Beneil Dariush: „Komentatorzy faworyzowali Johnsona”
Rozpędzony pięcioma wiktoriami z rzędu Beneil Dariush wyjaśnia, dlaczego werdykt jego ostatniej walki nie był tak kontrowersyjny, na jaki na pierwszy rzut oka wyglądał.
Pomimo tego, że ostatnim występem w oktagonie wyśrubował serię zwycięstw do pięciu, Beneil Dariush nie ma ostatnio łatwego życia. Co i rusz pytany jest o ocenę pojedynku z Michaelem Johnsonem z gali UFC Fight Night 73, który w ocenie wielu fanów i komentatorów powinien był przegrać.
W rozmowie z GNP1.de Dariush raz jeszcze odniósł się do tej walki.
Obejrzałem ją kilka razy. Szczerze mówiąc, za pierwszym razem, gdy ją oglądałem, robiłem to z dźwiękiem i czułem, że komentatorzy naprawdę go faworyzowali. Czułem coś w stylu: „Wow, wyglądało na jego wyraźne zwycięstwo”.
I potem obejrzałem to bez dźwięku. Wtedy zdałem sobie sprawę, że walka była o wiele bardziej wyrównana. To prawda, że wygrał pierwszą rundę, a ja na pewno wygrałem trzecią. Trafiałem częściej, pracowałem więcej. Druga runda była tą bliską.

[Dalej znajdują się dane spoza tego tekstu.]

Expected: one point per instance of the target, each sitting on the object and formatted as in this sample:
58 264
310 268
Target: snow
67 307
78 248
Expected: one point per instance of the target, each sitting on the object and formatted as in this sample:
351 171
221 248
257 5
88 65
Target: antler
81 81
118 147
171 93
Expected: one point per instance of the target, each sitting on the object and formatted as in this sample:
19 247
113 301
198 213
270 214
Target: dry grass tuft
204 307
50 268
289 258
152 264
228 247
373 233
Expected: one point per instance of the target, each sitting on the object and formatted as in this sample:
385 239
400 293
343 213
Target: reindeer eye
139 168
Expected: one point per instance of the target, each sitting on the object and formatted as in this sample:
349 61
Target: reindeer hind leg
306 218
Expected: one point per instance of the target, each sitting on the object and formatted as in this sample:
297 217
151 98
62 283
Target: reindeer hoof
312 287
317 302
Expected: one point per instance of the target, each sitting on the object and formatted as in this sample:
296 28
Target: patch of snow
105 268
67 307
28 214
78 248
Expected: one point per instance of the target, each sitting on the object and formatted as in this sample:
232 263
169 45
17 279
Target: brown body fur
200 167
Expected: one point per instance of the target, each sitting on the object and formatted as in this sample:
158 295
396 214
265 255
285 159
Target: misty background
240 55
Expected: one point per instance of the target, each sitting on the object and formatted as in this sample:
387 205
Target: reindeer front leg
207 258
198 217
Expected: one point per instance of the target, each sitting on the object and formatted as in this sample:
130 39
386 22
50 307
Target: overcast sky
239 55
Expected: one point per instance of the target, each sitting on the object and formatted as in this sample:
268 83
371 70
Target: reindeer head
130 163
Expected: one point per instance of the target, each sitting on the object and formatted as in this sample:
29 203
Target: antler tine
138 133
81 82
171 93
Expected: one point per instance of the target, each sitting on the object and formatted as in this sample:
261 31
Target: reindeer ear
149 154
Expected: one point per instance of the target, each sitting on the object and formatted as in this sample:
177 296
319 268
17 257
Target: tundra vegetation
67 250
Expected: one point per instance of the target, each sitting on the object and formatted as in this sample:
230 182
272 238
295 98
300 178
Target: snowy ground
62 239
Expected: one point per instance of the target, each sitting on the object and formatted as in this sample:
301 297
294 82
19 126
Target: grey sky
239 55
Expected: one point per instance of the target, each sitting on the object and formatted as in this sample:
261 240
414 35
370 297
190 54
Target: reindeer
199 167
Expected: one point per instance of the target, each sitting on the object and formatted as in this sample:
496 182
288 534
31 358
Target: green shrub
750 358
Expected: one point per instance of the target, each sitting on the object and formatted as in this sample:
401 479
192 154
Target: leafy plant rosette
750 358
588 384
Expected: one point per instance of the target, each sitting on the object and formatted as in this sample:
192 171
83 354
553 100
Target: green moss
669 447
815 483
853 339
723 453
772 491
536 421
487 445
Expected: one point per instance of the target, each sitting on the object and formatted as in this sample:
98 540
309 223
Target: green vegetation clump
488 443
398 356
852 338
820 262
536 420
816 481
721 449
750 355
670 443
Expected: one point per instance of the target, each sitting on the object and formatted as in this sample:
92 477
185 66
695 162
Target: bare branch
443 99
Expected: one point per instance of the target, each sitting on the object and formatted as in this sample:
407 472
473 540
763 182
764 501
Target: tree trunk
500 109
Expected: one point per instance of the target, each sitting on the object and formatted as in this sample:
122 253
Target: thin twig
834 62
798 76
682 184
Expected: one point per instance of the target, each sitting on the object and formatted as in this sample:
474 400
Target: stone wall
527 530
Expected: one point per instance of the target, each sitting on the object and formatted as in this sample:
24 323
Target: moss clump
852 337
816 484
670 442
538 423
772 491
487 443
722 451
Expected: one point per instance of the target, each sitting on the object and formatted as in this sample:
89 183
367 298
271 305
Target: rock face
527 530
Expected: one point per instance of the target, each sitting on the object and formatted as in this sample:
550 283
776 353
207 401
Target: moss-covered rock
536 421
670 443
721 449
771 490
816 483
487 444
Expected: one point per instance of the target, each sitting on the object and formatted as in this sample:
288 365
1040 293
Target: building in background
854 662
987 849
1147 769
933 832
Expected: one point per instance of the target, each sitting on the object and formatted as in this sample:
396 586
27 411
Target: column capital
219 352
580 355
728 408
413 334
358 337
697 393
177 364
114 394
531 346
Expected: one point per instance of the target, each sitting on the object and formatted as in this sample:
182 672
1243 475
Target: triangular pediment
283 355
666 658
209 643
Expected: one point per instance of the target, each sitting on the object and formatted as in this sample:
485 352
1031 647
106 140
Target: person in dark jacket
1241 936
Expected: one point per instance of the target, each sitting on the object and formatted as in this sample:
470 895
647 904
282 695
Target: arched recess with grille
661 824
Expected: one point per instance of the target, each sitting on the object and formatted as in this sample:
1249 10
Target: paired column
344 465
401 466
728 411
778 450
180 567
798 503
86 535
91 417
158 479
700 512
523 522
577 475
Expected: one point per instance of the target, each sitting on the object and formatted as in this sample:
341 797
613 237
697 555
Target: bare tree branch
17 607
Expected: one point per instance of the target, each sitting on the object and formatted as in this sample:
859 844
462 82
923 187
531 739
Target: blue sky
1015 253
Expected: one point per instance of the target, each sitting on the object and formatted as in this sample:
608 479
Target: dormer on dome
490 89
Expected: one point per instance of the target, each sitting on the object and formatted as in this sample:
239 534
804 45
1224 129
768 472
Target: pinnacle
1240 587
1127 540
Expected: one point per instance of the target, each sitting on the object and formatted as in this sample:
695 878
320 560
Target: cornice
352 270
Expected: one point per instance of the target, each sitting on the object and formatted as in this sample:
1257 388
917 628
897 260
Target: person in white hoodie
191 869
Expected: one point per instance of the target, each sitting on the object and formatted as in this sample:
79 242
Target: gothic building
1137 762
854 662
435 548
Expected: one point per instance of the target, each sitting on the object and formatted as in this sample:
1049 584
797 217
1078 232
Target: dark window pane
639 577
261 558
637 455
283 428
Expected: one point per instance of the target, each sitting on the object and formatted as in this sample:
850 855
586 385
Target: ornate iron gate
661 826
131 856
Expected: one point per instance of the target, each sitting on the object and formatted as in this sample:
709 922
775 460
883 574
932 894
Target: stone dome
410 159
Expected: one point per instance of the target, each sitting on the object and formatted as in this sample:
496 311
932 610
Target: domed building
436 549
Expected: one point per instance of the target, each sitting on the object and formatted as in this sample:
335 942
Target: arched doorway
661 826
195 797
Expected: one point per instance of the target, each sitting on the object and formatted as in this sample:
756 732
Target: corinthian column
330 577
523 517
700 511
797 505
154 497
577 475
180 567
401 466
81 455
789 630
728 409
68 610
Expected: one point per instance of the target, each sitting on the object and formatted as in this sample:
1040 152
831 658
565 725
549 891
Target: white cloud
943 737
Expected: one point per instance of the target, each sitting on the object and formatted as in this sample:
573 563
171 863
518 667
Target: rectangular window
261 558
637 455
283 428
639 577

Sklasyfikowany na 10. miejscu w rankingu kategorii lekkiej (pięć pozycji niżej niż jego ostatnia ofiara) Dariush poruszył też temat poniższych statystyk zgromadzonych przez portal FightMetrics.
Następna rzecz to statystki FightMetrics, w których byliśmy naprawdę blisko. Trafił kilkoma ciosami więcej, ale ja trafiłem więcej razy na głowę. On więcej na korpus. Więc to nie było zdecydowane zwycięstwo dla niego, ani zdecydowane zwycięstwo dla mnie.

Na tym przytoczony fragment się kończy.